Gli americani,
dunque, approvano Trump, il bando all’immigrazione – temporaneo, limitato ad
alcuni paesi. L’uomo non piace, ma le restrizioni all’immigrazione sì. Ci sono alcuni
possibili perché.
Il numero. Con
una popolazione che è poco più della metà di quella europea, 320 milioni contro
507, e un pil uguale, sui 17 mila miliardi di dollari, gli Stati Uniti
continuano a essere le terra d’elezione degli immigrati: 43 milioni ne sono
arrivati nei quindici anni del millennio, legali e illegali, a fronte dei 21,1
entrati nella Ue, più o meno forzosamente. Gli immigrati, di prima e seconda
generazione, sono oggi il 13,3 per cento della popolazione Usa. Un’incidenza
superiore a quella di qualsiasi paese europeo.
La provenienza. Gli immigrati arrivano negli Usa
soprattutto dal Sud America. Non come rifugiati, non per motivi politici.
Il rifiuto. Non
solo gli usi e i modi di essere, anche le leggi in troppi casi non vengono
applicate dagli immigrati. Per questo aspetto la comunità più inadempiente è
quella islamica.
“Siamo tutti immigrati”
è lo slogan anti-Trump negli Usa. Ma è vero solo in parte.
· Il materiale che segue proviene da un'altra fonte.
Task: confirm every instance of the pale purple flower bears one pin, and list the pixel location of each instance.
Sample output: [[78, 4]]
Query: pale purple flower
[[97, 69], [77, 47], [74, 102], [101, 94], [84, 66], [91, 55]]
Per quattro secoli,
fino a Martin Luther King, gli Stati Uniti erano un paese ex coloniale, degli
immigrati bianchi – e anche qui con distinzioni, tra i gli anglosassoni bianchi
e gli altri. A spese degli indiani d’America, dai Grandi Laghi alle mesas del Sud, e dei neri. E d’altra parte è senza precedenti
un’immigrazione che non viene grata ma supponente e ingiuriosa.